The FCA's recent publication has prompted a mixed response from commentators. The former technical specialist at the FCA noted on his website at the end of last week that he had little sympathy for advisers involved in the advice process suggesting the "sector has had everything it needs from the FCA" to ensure it remains compliant. One of the key issues that some commentators in support of the FCA's crackdown on unsuitable advice have identified is that too often some advisers are using generic objectives when assessing a client's decision to transfer.


However, the FCA's report was not welcomed by many advisers with the chief executive of the Personal Finance Society labelling it as "reckless and wholly disproportionate”. The criticism was based on the fact that the regulator's assessment was based on only a limited sample which is said to be insufficient to make any conclusive findings. The FCA's publication has also been criticised as scare-mongering the public and may "serve to compound the issue".

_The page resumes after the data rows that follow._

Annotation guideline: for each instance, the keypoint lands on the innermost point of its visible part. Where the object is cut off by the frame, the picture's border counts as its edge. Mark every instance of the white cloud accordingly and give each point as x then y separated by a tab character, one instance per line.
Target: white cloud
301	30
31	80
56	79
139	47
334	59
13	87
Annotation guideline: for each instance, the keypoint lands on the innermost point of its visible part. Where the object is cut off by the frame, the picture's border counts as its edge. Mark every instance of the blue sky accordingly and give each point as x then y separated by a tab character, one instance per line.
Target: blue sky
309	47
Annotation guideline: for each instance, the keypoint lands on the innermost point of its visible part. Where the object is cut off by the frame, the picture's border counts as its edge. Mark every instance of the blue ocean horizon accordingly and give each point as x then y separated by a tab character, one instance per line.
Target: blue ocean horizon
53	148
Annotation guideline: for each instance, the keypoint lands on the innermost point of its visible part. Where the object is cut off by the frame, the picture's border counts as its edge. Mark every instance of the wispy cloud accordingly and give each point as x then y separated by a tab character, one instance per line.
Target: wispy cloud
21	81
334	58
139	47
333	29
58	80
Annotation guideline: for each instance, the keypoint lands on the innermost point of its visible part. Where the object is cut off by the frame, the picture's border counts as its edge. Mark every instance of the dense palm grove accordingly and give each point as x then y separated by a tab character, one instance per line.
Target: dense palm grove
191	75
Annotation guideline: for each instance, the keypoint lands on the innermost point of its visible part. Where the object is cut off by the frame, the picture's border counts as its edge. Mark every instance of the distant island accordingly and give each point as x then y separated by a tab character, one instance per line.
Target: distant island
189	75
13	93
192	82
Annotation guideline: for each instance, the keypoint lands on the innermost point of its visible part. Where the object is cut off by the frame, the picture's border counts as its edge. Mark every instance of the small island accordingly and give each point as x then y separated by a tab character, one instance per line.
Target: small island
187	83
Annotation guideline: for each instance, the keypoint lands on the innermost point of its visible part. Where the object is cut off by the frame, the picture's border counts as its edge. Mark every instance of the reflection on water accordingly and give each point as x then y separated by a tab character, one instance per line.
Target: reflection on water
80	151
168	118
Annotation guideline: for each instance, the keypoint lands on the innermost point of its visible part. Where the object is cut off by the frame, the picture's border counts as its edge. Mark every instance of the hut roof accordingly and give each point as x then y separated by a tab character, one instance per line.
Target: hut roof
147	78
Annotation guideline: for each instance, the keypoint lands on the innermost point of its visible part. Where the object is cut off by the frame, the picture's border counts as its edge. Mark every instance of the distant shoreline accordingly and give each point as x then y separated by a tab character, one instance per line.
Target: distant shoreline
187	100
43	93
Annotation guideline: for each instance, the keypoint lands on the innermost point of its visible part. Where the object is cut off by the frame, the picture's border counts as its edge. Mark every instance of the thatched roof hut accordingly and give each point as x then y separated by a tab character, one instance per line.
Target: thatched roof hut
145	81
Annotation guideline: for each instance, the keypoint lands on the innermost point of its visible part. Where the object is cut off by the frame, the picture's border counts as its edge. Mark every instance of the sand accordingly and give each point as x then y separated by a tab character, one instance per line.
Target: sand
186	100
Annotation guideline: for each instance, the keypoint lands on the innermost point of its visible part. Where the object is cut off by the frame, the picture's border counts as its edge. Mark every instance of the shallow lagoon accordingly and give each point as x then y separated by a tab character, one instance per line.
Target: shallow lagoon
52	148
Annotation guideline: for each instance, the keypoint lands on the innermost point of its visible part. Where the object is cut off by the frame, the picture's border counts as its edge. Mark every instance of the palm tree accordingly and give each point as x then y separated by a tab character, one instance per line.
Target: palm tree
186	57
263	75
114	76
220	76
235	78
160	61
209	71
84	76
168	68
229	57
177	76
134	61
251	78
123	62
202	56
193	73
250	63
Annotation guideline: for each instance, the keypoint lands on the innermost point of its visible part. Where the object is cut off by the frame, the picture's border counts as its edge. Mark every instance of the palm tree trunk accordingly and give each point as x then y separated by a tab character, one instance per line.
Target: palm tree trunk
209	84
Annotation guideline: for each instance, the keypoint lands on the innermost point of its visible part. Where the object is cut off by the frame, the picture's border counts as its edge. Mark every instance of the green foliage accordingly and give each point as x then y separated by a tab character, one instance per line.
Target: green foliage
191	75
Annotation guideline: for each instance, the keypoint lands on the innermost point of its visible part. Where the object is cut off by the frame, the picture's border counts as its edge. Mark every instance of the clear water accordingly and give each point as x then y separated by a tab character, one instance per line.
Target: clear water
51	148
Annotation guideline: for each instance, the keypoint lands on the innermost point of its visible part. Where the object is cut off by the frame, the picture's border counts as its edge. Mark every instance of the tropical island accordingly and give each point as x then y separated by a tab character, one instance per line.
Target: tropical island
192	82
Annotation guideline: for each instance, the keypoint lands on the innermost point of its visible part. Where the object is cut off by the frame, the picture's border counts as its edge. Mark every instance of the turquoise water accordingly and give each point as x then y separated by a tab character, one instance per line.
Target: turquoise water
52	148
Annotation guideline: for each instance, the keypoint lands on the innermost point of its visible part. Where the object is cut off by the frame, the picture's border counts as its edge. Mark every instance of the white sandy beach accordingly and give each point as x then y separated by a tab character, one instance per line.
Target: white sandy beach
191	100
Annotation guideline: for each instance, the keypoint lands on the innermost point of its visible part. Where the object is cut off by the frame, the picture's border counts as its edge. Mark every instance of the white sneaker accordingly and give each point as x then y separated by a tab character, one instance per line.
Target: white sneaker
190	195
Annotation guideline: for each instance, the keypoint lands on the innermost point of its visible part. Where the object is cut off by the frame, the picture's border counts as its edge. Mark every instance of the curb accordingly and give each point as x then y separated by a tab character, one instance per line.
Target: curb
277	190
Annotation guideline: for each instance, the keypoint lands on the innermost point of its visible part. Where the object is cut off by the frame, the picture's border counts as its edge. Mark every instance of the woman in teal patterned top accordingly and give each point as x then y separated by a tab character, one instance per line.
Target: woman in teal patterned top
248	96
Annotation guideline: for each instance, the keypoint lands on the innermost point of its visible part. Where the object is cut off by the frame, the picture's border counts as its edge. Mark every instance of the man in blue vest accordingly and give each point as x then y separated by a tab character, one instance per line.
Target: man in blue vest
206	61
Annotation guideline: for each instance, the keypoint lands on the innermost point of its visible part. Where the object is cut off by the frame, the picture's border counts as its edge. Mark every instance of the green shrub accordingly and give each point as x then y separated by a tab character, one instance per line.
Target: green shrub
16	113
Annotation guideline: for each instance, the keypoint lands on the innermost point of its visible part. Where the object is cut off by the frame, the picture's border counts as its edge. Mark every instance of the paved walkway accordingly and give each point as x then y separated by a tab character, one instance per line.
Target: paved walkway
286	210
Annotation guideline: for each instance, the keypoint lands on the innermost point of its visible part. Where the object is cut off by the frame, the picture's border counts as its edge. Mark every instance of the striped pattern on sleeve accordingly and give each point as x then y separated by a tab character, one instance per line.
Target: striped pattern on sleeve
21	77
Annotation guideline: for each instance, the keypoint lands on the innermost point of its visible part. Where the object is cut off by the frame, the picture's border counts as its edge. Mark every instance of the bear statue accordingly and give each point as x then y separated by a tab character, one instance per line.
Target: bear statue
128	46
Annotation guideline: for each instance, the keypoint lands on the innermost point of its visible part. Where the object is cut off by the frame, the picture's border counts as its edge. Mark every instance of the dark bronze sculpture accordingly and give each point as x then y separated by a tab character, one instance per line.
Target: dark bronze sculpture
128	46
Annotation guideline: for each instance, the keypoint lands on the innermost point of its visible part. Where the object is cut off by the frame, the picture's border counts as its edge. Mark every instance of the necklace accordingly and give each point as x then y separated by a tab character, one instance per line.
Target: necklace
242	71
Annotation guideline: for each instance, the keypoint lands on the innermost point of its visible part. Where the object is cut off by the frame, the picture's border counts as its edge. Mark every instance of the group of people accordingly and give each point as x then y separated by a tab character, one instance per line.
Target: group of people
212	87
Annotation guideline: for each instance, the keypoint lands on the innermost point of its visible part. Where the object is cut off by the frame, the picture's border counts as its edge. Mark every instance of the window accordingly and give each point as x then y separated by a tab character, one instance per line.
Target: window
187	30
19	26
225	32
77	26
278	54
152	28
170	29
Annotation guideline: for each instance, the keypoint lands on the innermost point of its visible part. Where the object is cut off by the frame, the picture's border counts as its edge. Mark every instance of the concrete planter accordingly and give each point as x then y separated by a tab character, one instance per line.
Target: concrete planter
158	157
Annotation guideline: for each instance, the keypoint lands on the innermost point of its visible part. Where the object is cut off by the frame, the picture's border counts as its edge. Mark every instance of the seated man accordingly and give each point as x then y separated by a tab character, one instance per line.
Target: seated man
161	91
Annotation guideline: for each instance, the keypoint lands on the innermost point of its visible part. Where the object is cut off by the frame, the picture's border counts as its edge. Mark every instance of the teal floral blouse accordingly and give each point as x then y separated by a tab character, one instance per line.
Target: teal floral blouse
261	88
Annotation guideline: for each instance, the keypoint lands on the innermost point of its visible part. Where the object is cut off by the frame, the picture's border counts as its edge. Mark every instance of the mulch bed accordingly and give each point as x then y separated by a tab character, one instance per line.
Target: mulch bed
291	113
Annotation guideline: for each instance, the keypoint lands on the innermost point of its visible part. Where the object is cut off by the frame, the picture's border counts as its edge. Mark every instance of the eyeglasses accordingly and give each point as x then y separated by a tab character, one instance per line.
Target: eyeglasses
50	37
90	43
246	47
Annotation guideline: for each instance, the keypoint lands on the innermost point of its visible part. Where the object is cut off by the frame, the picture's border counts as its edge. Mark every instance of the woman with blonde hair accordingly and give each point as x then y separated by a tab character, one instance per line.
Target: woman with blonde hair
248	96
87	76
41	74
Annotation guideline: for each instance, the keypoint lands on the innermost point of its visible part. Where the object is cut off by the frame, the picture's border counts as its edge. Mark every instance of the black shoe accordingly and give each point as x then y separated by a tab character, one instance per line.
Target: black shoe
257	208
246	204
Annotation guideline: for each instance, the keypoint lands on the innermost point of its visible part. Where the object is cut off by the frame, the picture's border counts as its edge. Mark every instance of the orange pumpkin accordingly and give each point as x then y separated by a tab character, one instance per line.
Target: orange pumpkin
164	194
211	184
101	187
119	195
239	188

There is certainly a danger that the FCA's publications make an already difficult market more hostile for advisers and their professional indemnity insurers. No one would suggest that taking steps to identify "rogue advisers" lacks merit but the regulator's heavy-handed approach has the risk of tarring all advisers with the same brush. The target of "rogue advisers" makes for an uncontroversial soundbite as was seen from the Prime Minister last week when Mrs May indicated that she would ensure that the Treasury looks at the issue with the FCA. However, the reality is that the number of actual "rogue advisers" are minimal in the context of the whole DB transfer market. There is risk from the public's perspective that the labelling of "unsuitable" advice becomes bundled up with actual fraudulent activities.


The unwelcomed knock-on effect of a heavy handed approach by the regulator may also result in professional indemnity insurance becoming too expensive for some firms as the fear of DB transfer claims and liabilities increases. This could mean that there are more firms advising without the necessary cover which will clearly not serve customers well in the longer term. The FCA are alive to the issue of the "advice gap".  However if DB transfer advice simply becomes too expensive for smaller to medium sized firms to advise upon this could result in a restricted market of advisers which may mean higher costs for customers. The regulator will therefore need to keep in mind the longer term impact of overly burdensome regulation and the danger that this could result in a widening of the advice gap.